I’ve been pursuing a slow reread of L. Frank Baum’s Oz series, and have found that they can be nicely divided into groups. Earlier, I reviewed the first three books in the series, or as I like to call them, the Welcome to Oz Trilogy. Today I’m looking at the next three, what I call the Aimless Journeys Trilogy.
Dorothy and the Wizard in Oz is Book Four. This one marks the return of the Wizard, who had been absent since he flew away in a balloon in Book One. The story opens with an earthquake in California, which sends Dorothy plummeting down through a crack in the earth. She arrives in an underground country, and is soon joined by the Wizard, who came falling down by the same method. Dorothy, the Wizard and a few friends join together to travel through different countries underground, meeting strange and usually threatening people along the way, hoping to get back to the surface. Spoiler: They eventually do, by a severe act of deus ex machina.
You probably already see why I’ve titled this trilogy as I have. While there is loosely a quest to get back to the surface, the characters are basically wandering through magical countries with no particular purpose. The things they encounter are charming and interesting, and I do love how absolutely anything can be possible, but the book overall suffers from a lack of plot to drive the events forward.
Book Five is The Road to Oz, in which Dorothy and the Shaggy Man set out on a path in Kansas, and find themselves inexplicably on a road through a magical country instead. Along the way they meet Polychrome, the daughter of the rainbow, and Button Bright, a little boy perpetually getting lost. As you probably can guess, the rest of the book is devoted to traveling through interesting locales and meeting strange people. The goal here is even less compelling than in the previous one–they’re hoping to get to Oz for Princess Ozma’s birthday party.
I don’t remember having any trouble with the idea as a kid, but as an adult, it’s hard not to feel that this is THE most meaningless of quests.
The positive side to this book is the characters, as both the Shaggy Man and Polychrome go on to be regulars, and Polychrome in particular is a delight.
The Emerald City of Oz comes next, and is slightly more complicated. It opens with a beautiful touch of realism and genuine threat. Aunt Em and Uncle Henry are going to lose their Kansas farm; it was so expensive rebuilding after Dorothy’s tornado carried away the house that they had to get a mortgage and now can’t pay off the debts. This problem is, of course, swiftly solved by the entire family decamping to Oz. I do love that in the books, unlike the movie, not only was Oz NOT a dream, eventually Aunt Em and Uncle Henry move there to stay too.
After the family comes to the Emerald City, Ozma decides to send them off on a trip to explore some little-visited parts of Oz, bringing us back to the format of an aimless journey. Meanwhile, in another narrative strand, the wicked Nome King is plotting to conquer Oz.

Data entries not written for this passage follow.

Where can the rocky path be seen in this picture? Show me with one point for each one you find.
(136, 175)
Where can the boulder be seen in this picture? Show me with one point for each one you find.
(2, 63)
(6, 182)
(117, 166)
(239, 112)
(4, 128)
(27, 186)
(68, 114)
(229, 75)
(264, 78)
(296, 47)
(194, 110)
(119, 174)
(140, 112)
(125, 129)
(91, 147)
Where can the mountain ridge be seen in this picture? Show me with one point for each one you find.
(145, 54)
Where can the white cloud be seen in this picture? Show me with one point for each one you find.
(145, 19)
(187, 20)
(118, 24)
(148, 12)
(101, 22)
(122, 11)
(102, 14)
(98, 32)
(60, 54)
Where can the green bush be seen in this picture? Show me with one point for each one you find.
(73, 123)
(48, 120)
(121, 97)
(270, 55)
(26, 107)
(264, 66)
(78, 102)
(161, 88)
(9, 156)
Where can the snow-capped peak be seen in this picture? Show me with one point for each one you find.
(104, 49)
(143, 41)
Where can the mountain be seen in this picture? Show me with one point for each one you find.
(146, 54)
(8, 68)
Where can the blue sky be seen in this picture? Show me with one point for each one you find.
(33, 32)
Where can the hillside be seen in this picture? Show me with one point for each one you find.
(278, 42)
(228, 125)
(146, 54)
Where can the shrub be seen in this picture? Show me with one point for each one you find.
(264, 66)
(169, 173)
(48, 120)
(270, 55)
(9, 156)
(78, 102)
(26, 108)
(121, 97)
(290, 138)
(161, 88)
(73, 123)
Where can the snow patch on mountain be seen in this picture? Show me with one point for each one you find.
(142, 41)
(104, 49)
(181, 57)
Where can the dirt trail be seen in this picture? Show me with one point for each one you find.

Unfortunately, this turns into a series of expeditions to recruit different fierce creatures to join his army.
Like the previous two books, the journey features lots of interesting sights and people (my favorite is a town inhabited by people made of puzzle pieces) but it also loses drive.
This is also not a good book for Ozma. Again, I never noticed this as a kid–but as an adult, Ozma is troubling. She has a tendency to direct everyone else’s lives for them (because she always knows best…) and she is good and pure and sweet to the point of insanity. An army is marching on Oz intending to destroy everything and enslave everyone, and Ozma’s plan is, I quote “I will speak to them pleasantly, and perhaps they won’t be so very bad after all.” Ahem.
The innocence of Oz is a good bit of its charm, but now and then Baum goes a little too far…
These books have interesting characters and magic, but with the absence of a real plot or any notable character growth, these are not some of the stronger offerings in the series. I think Baum was genuinely struggling at this point; he didn’t want to keep writing Oz (and he tries to do away with it forever at the end of Book Six) but the public demanded it.
Baum must have made some kind of peace with the situation, because he gets his stride back in the later Oz books. Journeying through strange locales stays a common feature, but he manages to put it into better plotlines, and comes up with some particular vivid pieces of magic. I’m still working my way through the series, but I remember some favorites in the later volumes!
I would recommend these three, with reservations. A young reader might be less bothered by the lack of plot (and engaged by the magic). More discerning readers (of any age) would probably enjoy any one of these…but I don’t recommend all three in a row!